AUD/USD is trading in a tight range above the round level support of 0.6700 in Thursday’s European session. Australian assets are failing to find deals despite the weakness of the US dollar (USD) and Reserve Bank of Australia (RBA) Governor Michele Bullock on interest rates.

The US Dollar Index (DXY), which tracks the greenback against six major currencies, is extending its decline below 101.20. The US dollar faced selling pressure after the release of weak United States (US) JOLTS Job Openings data for July, which raised red flags on labor market conditions.

Michele Bullock said in her speech at the Anika Foundation in the Asian session on Thursday: “If the economy is broadly performing as anticipated, the board does not expect to be able to cut rates in the near term.” Her comments reinforced market speculation that the RBA is likely to cut interest rates this year.

The Australian asset firmed as investors looked for fresh clues on how much the Federal Reserve (Fed) will cut interest rates at its September meeting.

The Fed is expected to start cutting interest rates this month as downside risks to the United States (US) labor market have increased and progress in disinflation towards the bank’s 2% target remains intact.
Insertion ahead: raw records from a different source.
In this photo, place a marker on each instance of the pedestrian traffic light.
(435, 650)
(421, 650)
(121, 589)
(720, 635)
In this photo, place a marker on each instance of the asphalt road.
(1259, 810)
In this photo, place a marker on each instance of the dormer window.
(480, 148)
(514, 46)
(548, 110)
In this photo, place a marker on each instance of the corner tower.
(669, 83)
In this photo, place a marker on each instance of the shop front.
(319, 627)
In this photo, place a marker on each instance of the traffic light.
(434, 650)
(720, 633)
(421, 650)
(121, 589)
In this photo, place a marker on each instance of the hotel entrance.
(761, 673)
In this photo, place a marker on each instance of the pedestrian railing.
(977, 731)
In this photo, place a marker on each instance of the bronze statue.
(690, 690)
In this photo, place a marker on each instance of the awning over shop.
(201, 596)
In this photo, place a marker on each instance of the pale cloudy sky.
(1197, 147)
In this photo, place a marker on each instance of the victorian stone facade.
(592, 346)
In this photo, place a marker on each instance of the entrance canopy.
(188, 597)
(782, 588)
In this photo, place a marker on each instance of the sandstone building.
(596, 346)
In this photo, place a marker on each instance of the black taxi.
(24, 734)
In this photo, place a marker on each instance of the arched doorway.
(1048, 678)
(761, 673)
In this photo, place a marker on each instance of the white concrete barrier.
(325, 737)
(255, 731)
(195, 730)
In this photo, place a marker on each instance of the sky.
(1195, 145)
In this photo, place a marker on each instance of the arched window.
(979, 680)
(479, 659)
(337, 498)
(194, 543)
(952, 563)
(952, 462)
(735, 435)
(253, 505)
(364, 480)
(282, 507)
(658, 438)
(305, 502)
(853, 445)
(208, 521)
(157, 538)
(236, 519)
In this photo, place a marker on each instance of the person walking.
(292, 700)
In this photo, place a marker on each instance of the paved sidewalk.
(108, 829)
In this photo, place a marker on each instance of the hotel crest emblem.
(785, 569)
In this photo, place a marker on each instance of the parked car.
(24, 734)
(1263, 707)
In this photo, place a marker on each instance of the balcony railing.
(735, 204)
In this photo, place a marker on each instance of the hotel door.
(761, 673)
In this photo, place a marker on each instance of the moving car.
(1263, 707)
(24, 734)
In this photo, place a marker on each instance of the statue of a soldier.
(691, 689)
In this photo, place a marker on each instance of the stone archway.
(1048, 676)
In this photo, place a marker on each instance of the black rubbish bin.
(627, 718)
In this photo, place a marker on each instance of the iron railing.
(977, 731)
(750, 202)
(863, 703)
For meaningful clues about the likely size of the interest rate cut, investors await the US non-farm payrolls (NFP) data for August, due out on Friday.

In today’s session, investors will focus on the change in US ADP labor and ISM services PMI for August. Economists estimate that private sector payrolls rose by 145,000 from 122,000 in July. During the same period, activity in the services sector, which accounts for two-thirds of the economy, is expected to have expanded at a slower pace to 51.1 from the previous reading of 51.4.